A Matter of Measurement
Validity Villains
Functional Relation Station
The Right Tool for the Job
Quality Control
100

A behavior analyst records the number of times a target behavior occurs per hour. 

What is Rate?

100

This villain creeps in slowly over long baselines or interventions, making behavior improve (or decline) simply because the learner is growing, developing, or getting tired, not because of the intervention.

What is maturation?

100

This train makes four scheduled stops (Baseline, Intervention, Baseline, Intervention) allowing riders to see whether behavior reliably changes every time the IV comes back into the station.

What is a withdrawal (or ABAB) design?

100

This design allows you to evaluate an intervention without ever removing it, by staggering start times across participants, settings, or behaviors.

What is a multiple baseline design?

100

This type of validity asks whether the independent variable (not some sneaky confound) is responsible for changes in the dependent variable.

What is internal validity? 

200

A BCBA starts a stopwatch when she gives an instruction and stops it when the student begins the assigned task to determine how quickly the student responds.  

What is Latency?

200

This villain strikes when the order of conditions influences behavior, so responding in Condition B is affected simply because it followed Condition A.

What are Sequence Effects (or Carry Over Effects)?

200

This express line switches tracks rapidly, comparing two or more interventions delivered in quick succession to see which one gets riders to improved behavior fastest.

What is alternating treatment design?

200

A researcher wants to evaluate the effects of an intervention for three behaviors but can only collect probes occasionally.

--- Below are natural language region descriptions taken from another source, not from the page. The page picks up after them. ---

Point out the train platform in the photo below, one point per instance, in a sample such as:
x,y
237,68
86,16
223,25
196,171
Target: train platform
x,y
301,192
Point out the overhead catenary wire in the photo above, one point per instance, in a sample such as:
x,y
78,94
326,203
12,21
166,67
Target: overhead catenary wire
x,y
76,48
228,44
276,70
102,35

This design allows experimental control without continuous baseline data.

What is a Multiple Probe Design?

200

This measure checks whether two observers recorded behavior consistently and independently.

What is interobserver agreement? 

300

A BCBA measures how long a student remains seated during independent work to evaluate whether a new reinforcement system increases sustained engagement.

What is Duration? 

300

This villain strikes when multiple interventions lurk too close together, tangling their effects so badly that you can’t tell which treatment is causing the behavior change.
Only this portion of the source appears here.